The most important fund sources of the Bank other than the deposits are its equity, and medium and long-term borrowings obtained from foreign
financial institutions. The Bank pursues an effective asset-liability management strategy by securing balance between funding resources and
investments so as to reduce risks and increase returns. Accordingly, the Bank attaches great significance to long-term placements bearing higher
interest rates.
It is essential to consider the maturity structure of assets and liabilities in liquidity management. The essence of asset liability management is the keep
the liquidity risk, interest rate risk, exchange rate risk, and credit risk within reasonable limits; while enhancing profitability and strengthening the Bank’s
shareholders’ equity.
Lending loans and investments in marketable securities generate higher return than the average rate of return of the Bank’s operating activities on
the basis of maturity structures and market conditions. When bank placements are considered, they have short term maturity in terms of liquidity
management but earn lower return. The Bank takes position against short-term foreign exchange risk, interest rate risk and market risk in money and
capital markets, by considering market conditions, within specified limits set by regulations.

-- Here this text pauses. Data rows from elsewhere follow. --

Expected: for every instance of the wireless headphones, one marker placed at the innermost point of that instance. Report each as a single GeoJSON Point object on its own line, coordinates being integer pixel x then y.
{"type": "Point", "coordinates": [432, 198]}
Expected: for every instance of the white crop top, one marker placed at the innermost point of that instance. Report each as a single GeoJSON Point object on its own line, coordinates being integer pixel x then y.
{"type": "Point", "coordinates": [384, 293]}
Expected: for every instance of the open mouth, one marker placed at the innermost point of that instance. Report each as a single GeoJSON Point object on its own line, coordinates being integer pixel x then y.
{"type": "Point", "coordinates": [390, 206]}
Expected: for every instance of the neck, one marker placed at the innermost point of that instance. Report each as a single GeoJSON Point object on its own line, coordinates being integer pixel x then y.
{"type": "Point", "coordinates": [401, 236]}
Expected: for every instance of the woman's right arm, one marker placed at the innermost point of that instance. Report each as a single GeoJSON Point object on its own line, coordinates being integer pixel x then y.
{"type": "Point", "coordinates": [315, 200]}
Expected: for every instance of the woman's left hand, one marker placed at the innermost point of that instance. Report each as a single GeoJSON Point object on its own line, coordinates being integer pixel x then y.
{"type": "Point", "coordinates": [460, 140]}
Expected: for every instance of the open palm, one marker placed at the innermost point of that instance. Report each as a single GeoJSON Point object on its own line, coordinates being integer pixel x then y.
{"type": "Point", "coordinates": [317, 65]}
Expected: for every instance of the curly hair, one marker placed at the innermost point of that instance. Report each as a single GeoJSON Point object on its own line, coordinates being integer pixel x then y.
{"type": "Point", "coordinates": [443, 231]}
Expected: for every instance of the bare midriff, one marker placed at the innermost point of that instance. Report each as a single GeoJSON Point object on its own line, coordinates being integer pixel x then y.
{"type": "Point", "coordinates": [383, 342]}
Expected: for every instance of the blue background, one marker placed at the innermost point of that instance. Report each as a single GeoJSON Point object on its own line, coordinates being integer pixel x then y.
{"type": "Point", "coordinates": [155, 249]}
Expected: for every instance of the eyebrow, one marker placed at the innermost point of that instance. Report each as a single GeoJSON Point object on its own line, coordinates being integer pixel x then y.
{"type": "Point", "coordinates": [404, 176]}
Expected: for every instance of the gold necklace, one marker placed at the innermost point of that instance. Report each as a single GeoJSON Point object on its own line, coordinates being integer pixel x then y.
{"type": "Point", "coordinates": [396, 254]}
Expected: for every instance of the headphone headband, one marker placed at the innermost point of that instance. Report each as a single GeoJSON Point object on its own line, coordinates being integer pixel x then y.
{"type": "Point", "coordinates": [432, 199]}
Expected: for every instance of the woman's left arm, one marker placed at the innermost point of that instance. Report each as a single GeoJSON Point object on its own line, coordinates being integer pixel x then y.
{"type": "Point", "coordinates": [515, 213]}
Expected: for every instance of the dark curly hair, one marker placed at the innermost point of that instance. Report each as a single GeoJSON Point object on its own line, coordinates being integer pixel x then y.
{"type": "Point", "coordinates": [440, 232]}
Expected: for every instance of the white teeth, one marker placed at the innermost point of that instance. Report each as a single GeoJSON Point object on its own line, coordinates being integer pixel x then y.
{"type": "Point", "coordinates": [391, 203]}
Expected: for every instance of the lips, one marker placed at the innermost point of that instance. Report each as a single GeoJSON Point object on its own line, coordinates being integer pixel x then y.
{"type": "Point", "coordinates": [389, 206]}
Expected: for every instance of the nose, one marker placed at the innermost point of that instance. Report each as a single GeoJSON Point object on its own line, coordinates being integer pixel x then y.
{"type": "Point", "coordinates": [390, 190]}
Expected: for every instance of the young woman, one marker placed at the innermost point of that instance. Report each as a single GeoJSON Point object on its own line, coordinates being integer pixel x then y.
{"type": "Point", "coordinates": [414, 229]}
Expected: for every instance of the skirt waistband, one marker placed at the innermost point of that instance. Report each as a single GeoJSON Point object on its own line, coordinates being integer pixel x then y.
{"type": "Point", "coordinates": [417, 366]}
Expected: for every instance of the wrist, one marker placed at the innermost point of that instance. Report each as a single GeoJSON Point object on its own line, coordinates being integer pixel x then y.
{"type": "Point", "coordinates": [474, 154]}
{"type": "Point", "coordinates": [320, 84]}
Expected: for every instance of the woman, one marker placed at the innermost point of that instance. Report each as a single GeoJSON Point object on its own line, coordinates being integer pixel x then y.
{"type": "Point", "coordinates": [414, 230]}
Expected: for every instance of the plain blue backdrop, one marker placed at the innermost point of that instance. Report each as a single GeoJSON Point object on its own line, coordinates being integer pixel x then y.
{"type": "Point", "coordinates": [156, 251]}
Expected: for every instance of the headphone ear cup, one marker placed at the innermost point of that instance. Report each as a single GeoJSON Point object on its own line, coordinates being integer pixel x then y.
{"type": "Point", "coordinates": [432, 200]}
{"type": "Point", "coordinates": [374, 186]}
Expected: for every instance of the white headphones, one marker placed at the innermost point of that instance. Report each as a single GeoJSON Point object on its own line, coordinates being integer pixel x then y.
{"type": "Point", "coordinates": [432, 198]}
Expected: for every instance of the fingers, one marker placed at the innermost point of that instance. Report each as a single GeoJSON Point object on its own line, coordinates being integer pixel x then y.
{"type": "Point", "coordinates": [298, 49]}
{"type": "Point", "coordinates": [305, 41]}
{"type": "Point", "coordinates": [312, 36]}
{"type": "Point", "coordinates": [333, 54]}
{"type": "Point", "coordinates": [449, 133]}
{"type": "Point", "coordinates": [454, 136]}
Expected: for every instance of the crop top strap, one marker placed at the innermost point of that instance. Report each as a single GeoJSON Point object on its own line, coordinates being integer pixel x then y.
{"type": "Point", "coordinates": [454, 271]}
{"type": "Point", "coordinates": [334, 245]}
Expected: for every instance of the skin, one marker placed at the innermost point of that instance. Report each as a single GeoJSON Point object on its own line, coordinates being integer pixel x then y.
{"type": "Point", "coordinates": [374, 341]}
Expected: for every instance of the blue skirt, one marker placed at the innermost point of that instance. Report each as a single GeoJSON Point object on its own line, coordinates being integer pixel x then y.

The Bank hedges itself and controls its position against the foreign exchange risk being exposed due to foreign currency available-for-sale investments,
investments in other portfolios and other foreign currency transactions by various derivative transactions and setting the equilibrium between foreign
currency denominated assets and liabilities. Foreign currency position is closely followed taking the legal limits and the Bank’s internal control
regulations, formed in a balanced basket taking the market conditions into account.
In order to avoid interest rate risk, assets and liabilities having fixed and floating interest rates are kept in balance, taking the maturity structure into
consideration.
Information on foreign currency transactions
Transactions of the Parent Bank and its consolidated subsidiaries located in Turkey are recorded in TL, the functional currency of the Parent Bank and
the related subsidiaries. Foreign currency transactions are recorded using the foreign exchange rates ruling at the transaction date. At the end of the
periods, foreign currency denominated monetary assets and liabilities are measured at the Parent Bank’s spot purchase rates in the financial statements
of the Parent Bank; and at the spot purchase rates announced by the Central Bank of Turkey (“CBT”) in the financial statements of the other subsidiaries.
The foreign exchange rate differences are recognized as foreign exchange gains or losses in the statement of income.